Son groupe a survécu durant toute la Guerre froide, pratiquant des massacres et des atrocités en Afrique et en Amérique latine, sous couvert de lutte contre le communisme. À l’époque, les Anglo-Saxons trouvaient ces criminels utiles à leurs plans [1]. Ce n’est plus le cas aujourd’hui et ni Londres, ni Washington, qui savent ce dont ils sont capables, ne peuvent les laisser se retourner contre eux.

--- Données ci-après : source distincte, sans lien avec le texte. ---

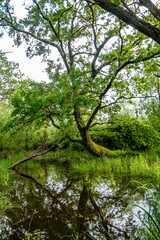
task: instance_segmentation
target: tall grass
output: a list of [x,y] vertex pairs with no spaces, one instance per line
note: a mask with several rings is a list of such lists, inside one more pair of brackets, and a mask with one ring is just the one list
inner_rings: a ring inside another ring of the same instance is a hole
[[79,174],[106,171],[108,174],[129,175],[138,178],[150,178],[160,182],[160,163],[159,158],[150,162],[144,155],[121,156],[117,158],[96,158],[81,156],[79,159],[70,160],[71,171]]

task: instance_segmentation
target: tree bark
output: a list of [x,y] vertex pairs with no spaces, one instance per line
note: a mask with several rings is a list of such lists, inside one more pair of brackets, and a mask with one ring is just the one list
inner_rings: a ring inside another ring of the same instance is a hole
[[[95,2],[101,8],[103,8],[105,11],[113,14],[114,16],[118,17],[125,23],[129,24],[131,27],[137,29],[139,32],[145,34],[146,36],[150,37],[151,39],[153,39],[154,41],[160,44],[160,29],[158,29],[151,23],[137,17],[134,12],[127,11],[123,7],[120,7],[112,3],[110,0],[94,0],[93,2]],[[153,9],[153,6],[152,6],[152,9]],[[157,16],[157,12],[159,12],[159,10],[155,10],[154,8],[154,15],[156,14]],[[152,14],[153,14],[153,11],[152,11]]]
[[50,148],[48,148],[47,150],[45,150],[43,152],[39,152],[39,149],[37,149],[34,153],[30,154],[28,157],[22,158],[19,161],[13,163],[9,168],[15,169],[15,167],[17,167],[18,165],[20,165],[23,162],[31,160],[32,158],[35,158],[35,157],[39,157],[39,156],[45,155],[46,153],[50,152],[51,150],[56,150],[59,147],[59,144],[61,142],[63,142],[63,140],[65,138],[67,138],[67,137],[68,137],[68,134],[63,136],[58,143],[53,144]]

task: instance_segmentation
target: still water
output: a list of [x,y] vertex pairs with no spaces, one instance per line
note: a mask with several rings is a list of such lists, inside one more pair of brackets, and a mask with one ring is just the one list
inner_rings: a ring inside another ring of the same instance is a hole
[[0,239],[136,239],[140,209],[133,204],[149,209],[138,184],[107,172],[78,176],[52,163],[22,164],[0,186]]

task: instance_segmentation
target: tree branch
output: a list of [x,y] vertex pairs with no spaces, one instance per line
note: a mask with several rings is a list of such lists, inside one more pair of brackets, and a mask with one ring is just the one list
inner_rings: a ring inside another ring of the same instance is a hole
[[135,13],[128,12],[128,10],[124,9],[123,7],[112,3],[111,0],[92,0],[90,2],[99,5],[105,11],[113,14],[114,16],[129,24],[131,27],[137,29],[139,32],[145,34],[160,44],[160,29],[156,28],[149,22],[137,17]]
[[153,16],[160,21],[160,9],[158,9],[151,0],[139,0],[140,5],[146,7]]

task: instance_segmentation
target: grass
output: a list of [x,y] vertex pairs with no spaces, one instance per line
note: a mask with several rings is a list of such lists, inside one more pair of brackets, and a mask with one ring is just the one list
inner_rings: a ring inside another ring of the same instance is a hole
[[92,172],[104,172],[130,175],[131,177],[150,178],[154,181],[160,182],[160,162],[159,158],[149,162],[144,155],[139,156],[121,156],[117,158],[96,158],[90,156],[85,158],[83,156],[79,159],[70,160],[70,169],[72,172],[85,175]]

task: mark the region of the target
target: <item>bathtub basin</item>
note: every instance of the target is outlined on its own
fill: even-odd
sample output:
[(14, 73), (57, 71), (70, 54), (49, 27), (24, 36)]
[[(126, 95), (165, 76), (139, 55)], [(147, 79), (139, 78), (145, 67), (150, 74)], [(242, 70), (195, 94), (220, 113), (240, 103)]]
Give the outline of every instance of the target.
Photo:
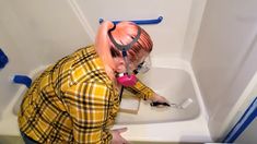
[(173, 104), (182, 104), (187, 98), (192, 104), (185, 109), (174, 107), (155, 108), (149, 101), (141, 100), (137, 115), (119, 112), (117, 124), (143, 124), (174, 122), (195, 119), (200, 113), (200, 107), (189, 73), (179, 69), (152, 68), (149, 72), (139, 75), (139, 79), (159, 95), (164, 96)]

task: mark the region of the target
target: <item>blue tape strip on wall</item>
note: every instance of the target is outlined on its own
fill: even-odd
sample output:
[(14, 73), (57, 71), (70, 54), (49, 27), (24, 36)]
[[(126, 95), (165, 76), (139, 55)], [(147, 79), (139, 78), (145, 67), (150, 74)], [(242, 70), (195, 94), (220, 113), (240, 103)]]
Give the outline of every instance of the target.
[(7, 55), (2, 51), (2, 49), (0, 48), (0, 69), (4, 68), (8, 63), (8, 57)]

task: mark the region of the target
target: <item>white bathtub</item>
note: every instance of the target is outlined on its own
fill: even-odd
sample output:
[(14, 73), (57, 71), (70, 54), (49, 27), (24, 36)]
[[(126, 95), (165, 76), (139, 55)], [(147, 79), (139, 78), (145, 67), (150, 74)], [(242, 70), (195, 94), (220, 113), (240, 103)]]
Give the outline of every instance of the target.
[[(208, 118), (201, 96), (188, 67), (152, 68), (140, 79), (156, 93), (165, 96), (171, 103), (179, 104), (187, 98), (192, 104), (186, 109), (153, 108), (141, 100), (138, 115), (119, 113), (116, 128), (127, 127), (124, 137), (132, 142), (211, 142), (208, 130)], [(33, 76), (44, 67), (33, 71)], [(21, 95), (26, 89), (21, 85), (13, 99), (0, 117), (0, 135), (19, 135), (16, 110)]]

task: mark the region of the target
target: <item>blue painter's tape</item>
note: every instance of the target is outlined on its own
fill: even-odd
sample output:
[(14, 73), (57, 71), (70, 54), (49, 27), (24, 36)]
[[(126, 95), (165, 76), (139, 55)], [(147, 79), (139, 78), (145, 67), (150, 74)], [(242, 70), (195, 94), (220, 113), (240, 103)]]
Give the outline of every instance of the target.
[[(130, 22), (133, 22), (138, 25), (147, 25), (147, 24), (159, 24), (163, 21), (163, 16), (159, 16), (157, 19), (152, 19), (152, 20), (131, 20)], [(103, 19), (98, 20), (100, 24), (104, 22)], [(117, 24), (121, 21), (113, 21), (114, 24)]]
[(0, 49), (0, 69), (4, 68), (8, 61), (7, 55)]
[(257, 117), (257, 97), (246, 109), (245, 113), (241, 117), (240, 121), (234, 125), (234, 128), (229, 132), (223, 143), (233, 143), (242, 132), (250, 124), (250, 122)]
[(26, 75), (14, 75), (13, 82), (16, 84), (24, 84), (28, 88), (32, 84), (32, 79)]

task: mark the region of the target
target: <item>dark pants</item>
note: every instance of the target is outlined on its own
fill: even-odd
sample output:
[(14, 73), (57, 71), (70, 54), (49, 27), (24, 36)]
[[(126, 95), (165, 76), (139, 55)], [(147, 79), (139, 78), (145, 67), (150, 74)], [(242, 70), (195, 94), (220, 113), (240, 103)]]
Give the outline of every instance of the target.
[(25, 144), (38, 144), (35, 140), (28, 137), (24, 132), (21, 132), (21, 135)]

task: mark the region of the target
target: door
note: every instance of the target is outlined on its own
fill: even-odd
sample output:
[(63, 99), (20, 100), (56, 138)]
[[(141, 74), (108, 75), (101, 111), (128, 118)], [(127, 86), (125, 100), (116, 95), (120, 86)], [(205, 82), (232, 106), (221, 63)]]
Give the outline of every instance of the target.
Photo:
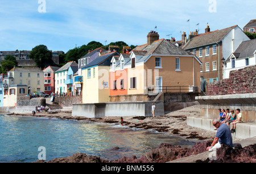
[(155, 78), (155, 92), (159, 93), (163, 91), (163, 78), (162, 77)]

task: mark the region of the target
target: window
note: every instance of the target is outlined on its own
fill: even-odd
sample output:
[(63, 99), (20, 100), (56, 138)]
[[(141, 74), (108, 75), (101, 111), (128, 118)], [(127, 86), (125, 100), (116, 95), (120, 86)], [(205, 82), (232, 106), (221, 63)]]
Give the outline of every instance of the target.
[(161, 57), (155, 58), (155, 67), (162, 67)]
[(212, 70), (217, 70), (217, 61), (212, 62)]
[(87, 78), (90, 78), (90, 69), (87, 70)]
[(50, 84), (51, 80), (44, 80), (44, 84)]
[(205, 47), (205, 56), (209, 56), (210, 54), (210, 50), (209, 46)]
[(15, 89), (10, 89), (10, 95), (15, 95)]
[(131, 68), (135, 68), (135, 58), (131, 58)]
[(45, 86), (44, 91), (51, 91), (51, 87), (50, 86)]
[(115, 65), (116, 65), (116, 63), (115, 62), (113, 62), (113, 63), (112, 63), (112, 70), (113, 71), (115, 71)]
[(236, 67), (235, 59), (234, 59), (234, 58), (232, 58), (232, 67)]
[(212, 46), (212, 54), (217, 54), (217, 45), (214, 45)]
[(93, 68), (93, 77), (95, 77), (95, 67)]
[(206, 62), (205, 63), (205, 71), (210, 71), (210, 63)]
[(44, 73), (44, 77), (51, 77), (51, 73)]
[(121, 89), (124, 90), (125, 89), (125, 79), (121, 79), (120, 81), (120, 86), (121, 86)]
[(179, 57), (176, 58), (176, 70), (180, 70), (180, 58)]
[(24, 88), (20, 88), (19, 89), (19, 94), (25, 94), (25, 89)]
[(203, 57), (203, 48), (199, 48), (199, 57)]
[(114, 90), (117, 90), (117, 80), (114, 80), (114, 87), (113, 87)]
[(124, 60), (121, 60), (121, 63), (120, 63), (120, 67), (121, 70), (123, 70), (125, 66), (125, 61)]
[(136, 88), (136, 85), (137, 85), (137, 82), (136, 82), (136, 77), (133, 77), (130, 79), (130, 88), (131, 89), (135, 89)]
[(245, 59), (245, 65), (246, 66), (249, 66), (249, 58), (248, 58)]

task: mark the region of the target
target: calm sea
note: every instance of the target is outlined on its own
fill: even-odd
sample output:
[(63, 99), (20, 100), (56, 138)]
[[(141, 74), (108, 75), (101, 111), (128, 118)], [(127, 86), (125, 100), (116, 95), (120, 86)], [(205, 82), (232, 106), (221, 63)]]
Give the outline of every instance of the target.
[[(46, 160), (76, 152), (110, 160), (133, 155), (139, 158), (164, 142), (195, 144), (176, 136), (114, 124), (0, 115), (0, 162), (35, 162), (41, 146), (46, 148)], [(119, 149), (111, 150), (117, 146)]]

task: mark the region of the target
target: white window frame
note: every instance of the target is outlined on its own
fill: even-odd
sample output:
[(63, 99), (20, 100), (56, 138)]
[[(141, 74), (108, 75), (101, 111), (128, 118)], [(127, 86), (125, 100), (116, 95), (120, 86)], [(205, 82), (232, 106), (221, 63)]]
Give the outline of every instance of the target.
[(156, 57), (155, 59), (155, 68), (162, 68), (162, 57)]
[(210, 71), (210, 62), (205, 62), (205, 72)]
[[(214, 64), (215, 63), (215, 64)], [(217, 70), (217, 61), (212, 62), (212, 70), (216, 71)]]
[(214, 45), (212, 46), (212, 54), (217, 54), (217, 45)]
[(206, 46), (205, 47), (205, 56), (210, 56), (210, 47)]
[(199, 48), (199, 57), (203, 57), (203, 48)]
[[(177, 60), (179, 60), (179, 62), (177, 62)], [(180, 71), (180, 58), (179, 57), (176, 57), (175, 58), (175, 71)]]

Cette « Conférence pour la Victoire d’Israël » était une menace directe adressée aux Anglo-Saxons qui tentent de ramener Benjamin Netanyahu à la raison [2]. Dans les heures qui suivirent, Washington prit des mesures extraordinaires contre les suprémacistes juifs dont il s’accommodait jusqu’alors, notamment une interdiction de collecte et de transfert de fonds via les banques occidentales. Il fut suivi en cascade par Londres, Berlin, Paris et finalement par ses principaux alliés.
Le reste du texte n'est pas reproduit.